The most valuable game design insight is NOT finding a mechanic to copy. It is:
- Understanding what every game in the genre does and WHY
- Questioning their assumptions with first-principles reasoning
- Discovering a clear reason why the conventional approach is wrong FOR YOUR GAME
This is your Twist. This is your differentiation. This is what makes players say "it's the game where you..."
Every design decision must pass this filter: does this respect the player's time?
- Forced waiting with nothing to do = disrespect
- Unskippable cutscenes on replay = disrespect
- Unclear objectives that waste 10 minutes = disrespect
- Grind that exists to sell skip-buttons = disrespect
The player chose to spend their limited time with YOUR game. Honor that choice.
A game can survive bad UI, bad performance, and bad marketing — if the core loop is genuinely fun.

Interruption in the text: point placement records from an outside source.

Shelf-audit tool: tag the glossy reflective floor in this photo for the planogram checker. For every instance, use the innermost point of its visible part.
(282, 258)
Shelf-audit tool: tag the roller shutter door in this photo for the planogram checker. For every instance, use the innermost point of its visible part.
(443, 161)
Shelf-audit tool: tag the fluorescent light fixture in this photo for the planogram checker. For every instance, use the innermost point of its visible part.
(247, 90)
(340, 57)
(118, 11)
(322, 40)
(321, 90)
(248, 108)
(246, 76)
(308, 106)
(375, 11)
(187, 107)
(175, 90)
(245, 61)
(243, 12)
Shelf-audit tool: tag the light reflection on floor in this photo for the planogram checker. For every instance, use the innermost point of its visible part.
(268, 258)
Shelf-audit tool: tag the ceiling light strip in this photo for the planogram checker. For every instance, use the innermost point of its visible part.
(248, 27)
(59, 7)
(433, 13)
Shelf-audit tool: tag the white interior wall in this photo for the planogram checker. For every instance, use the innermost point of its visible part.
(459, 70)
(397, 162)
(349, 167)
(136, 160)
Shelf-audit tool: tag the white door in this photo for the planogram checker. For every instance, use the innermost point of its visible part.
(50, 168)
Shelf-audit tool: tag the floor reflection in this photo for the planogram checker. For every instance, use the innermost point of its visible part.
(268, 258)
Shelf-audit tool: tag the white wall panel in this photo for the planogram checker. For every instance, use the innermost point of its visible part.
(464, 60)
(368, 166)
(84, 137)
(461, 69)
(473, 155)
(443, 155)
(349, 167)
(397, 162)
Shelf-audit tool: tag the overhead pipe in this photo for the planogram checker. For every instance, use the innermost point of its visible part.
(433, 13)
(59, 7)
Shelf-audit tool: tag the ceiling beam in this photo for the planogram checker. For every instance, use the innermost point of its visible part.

A game CANNOT survive beautiful art, perfect performance, and aggressive marketing — if the core loop is boring.
Review priority:
- Is the core loop fun? (If not, nothing else matters.)
- Does the player understand what to do? (FTUE, UI clarity)
- Does the game run well? (Performance, stability)
- Does the game look/sound good? (Polish)
- Can the game sustain itself? (Economy, content, retention)
Never optimize step 5 before step 1 is proven.
Boil the Lake says: do the complete thing. Search Before Building says: know what exists before you build. Player Time is Sacred says: every feature must earn its place. Fun First says: prove the core loop before polishing anything else.
Together: Search first. Prove fun with a prototype. Then build the complete version of the proven thing — and make sure every minute the player spends is worth it.